When photography was invented, most of the art world held it to be a mechanical process or a craft useful for documenting the world, but certainly not art. It took little training to be able to produce a photograph, but certainly not the thousands of hours required to learn to paint well or play the piano beautifully. Even early photographers looked at their photos as chronicles of life but certainly not anything that they created as art. As photography and photographers began to realize what is possible with the medium, more and more critics began to think of photography as art, despite the fact that anyone with a few hours of instruction could make a photograph. Belatedly but thankfully, critics decided that the beauty of the medium should not be obscured by the craft of the photographic process.
This photographic process is exactly what photography holds as an advantage over all other artistic mediums. Essentially, light bouncing off of objects outside of the camera is gathered by the lens and focused in to points on a sensor or a sheet of film. This captures a two dimensional representation of whatever the photographer has decided to point the lens at. The reproductive aspect is my favorite thing about the photograph because it makes it more “true” than any other medium. In fact many painters, but most famously Vermeer, used a camera obscura to paint in a way that was more realistic. This attribute of photography and the relative ease with which a photo can be taken, make it the ideal art for families, friends and travelers to document time spent and later to help remind us of the memories that we otherwise may have forgotten.

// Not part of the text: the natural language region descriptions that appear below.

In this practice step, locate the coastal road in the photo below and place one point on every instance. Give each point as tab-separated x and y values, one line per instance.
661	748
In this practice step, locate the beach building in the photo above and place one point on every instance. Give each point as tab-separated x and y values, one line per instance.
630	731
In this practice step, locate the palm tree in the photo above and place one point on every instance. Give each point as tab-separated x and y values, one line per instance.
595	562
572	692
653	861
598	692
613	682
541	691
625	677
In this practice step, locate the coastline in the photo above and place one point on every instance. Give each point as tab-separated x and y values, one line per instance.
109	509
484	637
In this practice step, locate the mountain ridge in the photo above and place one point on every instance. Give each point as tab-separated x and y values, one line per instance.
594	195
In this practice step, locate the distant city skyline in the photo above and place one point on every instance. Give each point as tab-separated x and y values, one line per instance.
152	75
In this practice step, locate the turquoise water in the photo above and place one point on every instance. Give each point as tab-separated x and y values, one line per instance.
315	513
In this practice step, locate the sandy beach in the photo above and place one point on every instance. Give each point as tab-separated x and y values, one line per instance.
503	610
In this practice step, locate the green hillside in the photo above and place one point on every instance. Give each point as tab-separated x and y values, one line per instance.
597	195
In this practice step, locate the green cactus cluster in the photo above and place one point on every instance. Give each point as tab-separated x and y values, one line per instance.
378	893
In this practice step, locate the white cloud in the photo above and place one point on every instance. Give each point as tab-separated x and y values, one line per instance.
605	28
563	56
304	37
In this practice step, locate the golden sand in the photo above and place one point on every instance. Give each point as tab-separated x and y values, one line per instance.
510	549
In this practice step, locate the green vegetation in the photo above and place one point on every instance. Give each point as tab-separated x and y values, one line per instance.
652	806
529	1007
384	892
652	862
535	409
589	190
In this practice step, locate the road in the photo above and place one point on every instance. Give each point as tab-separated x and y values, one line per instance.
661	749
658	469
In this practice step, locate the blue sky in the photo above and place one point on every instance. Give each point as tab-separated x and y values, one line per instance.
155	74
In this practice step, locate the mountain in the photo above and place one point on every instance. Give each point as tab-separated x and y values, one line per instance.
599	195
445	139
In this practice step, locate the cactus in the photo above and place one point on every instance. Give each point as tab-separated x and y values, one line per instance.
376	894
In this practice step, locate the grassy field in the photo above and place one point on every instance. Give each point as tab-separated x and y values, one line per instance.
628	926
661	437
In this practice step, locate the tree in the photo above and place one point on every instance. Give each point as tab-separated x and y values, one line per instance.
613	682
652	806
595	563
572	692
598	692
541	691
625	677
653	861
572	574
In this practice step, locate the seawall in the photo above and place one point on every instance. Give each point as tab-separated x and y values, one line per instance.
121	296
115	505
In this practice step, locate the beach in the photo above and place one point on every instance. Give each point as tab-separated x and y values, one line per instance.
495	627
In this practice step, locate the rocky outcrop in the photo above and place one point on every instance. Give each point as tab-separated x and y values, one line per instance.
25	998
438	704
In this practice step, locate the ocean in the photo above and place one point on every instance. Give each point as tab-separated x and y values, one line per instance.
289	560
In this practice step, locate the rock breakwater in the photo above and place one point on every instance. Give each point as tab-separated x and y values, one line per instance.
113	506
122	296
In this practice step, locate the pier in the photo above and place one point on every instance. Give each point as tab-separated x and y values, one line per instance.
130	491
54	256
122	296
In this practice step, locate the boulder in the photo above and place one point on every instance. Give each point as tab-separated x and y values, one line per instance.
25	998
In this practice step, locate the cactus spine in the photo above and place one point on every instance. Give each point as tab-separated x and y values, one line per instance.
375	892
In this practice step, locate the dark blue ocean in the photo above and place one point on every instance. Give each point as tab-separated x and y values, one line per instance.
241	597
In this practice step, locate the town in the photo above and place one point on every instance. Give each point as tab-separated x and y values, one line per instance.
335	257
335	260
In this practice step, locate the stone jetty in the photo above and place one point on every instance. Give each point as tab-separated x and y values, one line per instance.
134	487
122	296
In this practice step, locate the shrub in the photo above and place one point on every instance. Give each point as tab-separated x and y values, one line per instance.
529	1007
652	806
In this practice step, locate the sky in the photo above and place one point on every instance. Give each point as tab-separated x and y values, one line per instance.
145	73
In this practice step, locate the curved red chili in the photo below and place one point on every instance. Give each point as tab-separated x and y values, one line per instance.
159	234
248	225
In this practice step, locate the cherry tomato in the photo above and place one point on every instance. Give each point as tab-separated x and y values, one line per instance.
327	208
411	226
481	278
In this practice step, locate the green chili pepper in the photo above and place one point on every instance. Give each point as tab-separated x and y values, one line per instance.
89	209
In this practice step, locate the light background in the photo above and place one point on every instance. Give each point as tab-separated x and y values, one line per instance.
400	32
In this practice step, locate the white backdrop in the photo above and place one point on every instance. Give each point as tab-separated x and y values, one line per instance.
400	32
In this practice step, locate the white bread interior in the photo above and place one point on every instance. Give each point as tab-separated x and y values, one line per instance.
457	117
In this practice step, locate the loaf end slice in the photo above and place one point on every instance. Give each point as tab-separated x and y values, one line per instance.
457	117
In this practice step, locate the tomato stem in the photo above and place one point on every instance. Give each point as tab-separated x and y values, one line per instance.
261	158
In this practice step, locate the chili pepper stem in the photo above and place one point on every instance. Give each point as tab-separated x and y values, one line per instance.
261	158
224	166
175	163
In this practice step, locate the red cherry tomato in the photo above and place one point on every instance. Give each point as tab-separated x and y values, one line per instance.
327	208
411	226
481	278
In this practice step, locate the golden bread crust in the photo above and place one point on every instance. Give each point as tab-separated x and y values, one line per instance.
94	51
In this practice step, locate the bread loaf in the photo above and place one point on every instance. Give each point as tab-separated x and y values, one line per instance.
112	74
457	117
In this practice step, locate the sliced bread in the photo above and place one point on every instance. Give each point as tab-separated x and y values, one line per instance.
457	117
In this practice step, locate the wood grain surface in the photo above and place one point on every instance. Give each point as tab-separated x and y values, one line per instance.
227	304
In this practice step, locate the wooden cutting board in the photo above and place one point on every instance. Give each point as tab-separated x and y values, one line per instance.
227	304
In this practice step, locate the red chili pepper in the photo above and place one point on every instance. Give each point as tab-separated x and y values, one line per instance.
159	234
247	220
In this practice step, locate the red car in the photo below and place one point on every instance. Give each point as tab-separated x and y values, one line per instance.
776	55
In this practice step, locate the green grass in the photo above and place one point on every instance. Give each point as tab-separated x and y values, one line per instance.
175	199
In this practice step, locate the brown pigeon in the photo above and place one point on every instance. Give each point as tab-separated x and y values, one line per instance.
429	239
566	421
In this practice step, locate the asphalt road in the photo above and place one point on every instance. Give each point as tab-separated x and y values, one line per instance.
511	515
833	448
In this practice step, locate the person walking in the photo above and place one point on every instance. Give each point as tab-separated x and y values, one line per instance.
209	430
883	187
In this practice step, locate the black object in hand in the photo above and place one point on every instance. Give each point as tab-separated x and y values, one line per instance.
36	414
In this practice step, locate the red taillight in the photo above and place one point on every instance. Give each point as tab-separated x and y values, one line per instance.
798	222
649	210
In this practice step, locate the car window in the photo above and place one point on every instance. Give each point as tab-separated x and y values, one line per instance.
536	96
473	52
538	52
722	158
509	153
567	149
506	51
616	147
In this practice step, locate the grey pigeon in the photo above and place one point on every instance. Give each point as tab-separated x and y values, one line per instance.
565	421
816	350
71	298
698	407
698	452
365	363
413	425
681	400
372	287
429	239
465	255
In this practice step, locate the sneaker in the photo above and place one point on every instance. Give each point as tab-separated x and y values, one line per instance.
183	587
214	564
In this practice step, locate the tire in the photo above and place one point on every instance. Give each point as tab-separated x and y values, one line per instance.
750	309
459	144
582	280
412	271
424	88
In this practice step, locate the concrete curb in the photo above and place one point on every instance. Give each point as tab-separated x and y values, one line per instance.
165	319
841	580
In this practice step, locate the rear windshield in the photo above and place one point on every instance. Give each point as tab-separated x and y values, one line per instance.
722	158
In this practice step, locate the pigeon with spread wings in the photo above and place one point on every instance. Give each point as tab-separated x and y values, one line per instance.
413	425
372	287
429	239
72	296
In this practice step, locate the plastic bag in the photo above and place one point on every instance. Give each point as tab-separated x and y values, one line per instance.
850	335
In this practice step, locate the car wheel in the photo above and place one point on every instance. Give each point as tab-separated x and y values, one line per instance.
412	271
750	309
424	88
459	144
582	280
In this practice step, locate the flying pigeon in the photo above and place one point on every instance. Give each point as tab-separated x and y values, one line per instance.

I occasionally look at old photos of my parents who are no longer with us, and I am thankful that someone took the time to take a few snapshots of them because I see things in those photos that there is no way I could have otherwise remembered. In a non-posed picture of my Mom, looking directly into the camera, she appears thoughtful and melancholy but also has an earnestness about her. There is a photo of my Dad laughing and smiling lovingly at my being afraid of a horse we are standing about five feet away from. (I was four and now love horses.) These two photographs comparatively capture the essence of both of my parents.
I think back to a time in Colorado when I would try to hike at least once a week and I look at the crappy photos that I took in the harsh noon sunlight. With washed out skies and shadows blocked up and muddy these photos take me back to a feeling of solace I found 20 miles from anywhere. I love those crappy photos because it was me in that moment trying to capture the beauty of that moment. And those photos taught me to hunt for beauty everywhere. Gradually, I learned that beauty could be found in the mundane things around the house, or even in the ugly and oddly in the painful because all of these things are truthful. The dew on leaves in your backyard, the way the sun hits a glass of beer in a restaurant, oddly juxtaposed strangers on their way to work, you find yourself appreciating the world around you more and maybe most importantly, searching for beauty to capture.
This is why I take photography seriously. This is why I think its important to take photographs of all types, candid snapshots, semi-posed portraits, studio portraits, landscapes, streetscapes, details, each one gives us a different aspect of reality and while it cannot show us everything it can at least show us some truth about the subject. And through this truth we can learn to see the beauty that is all around us.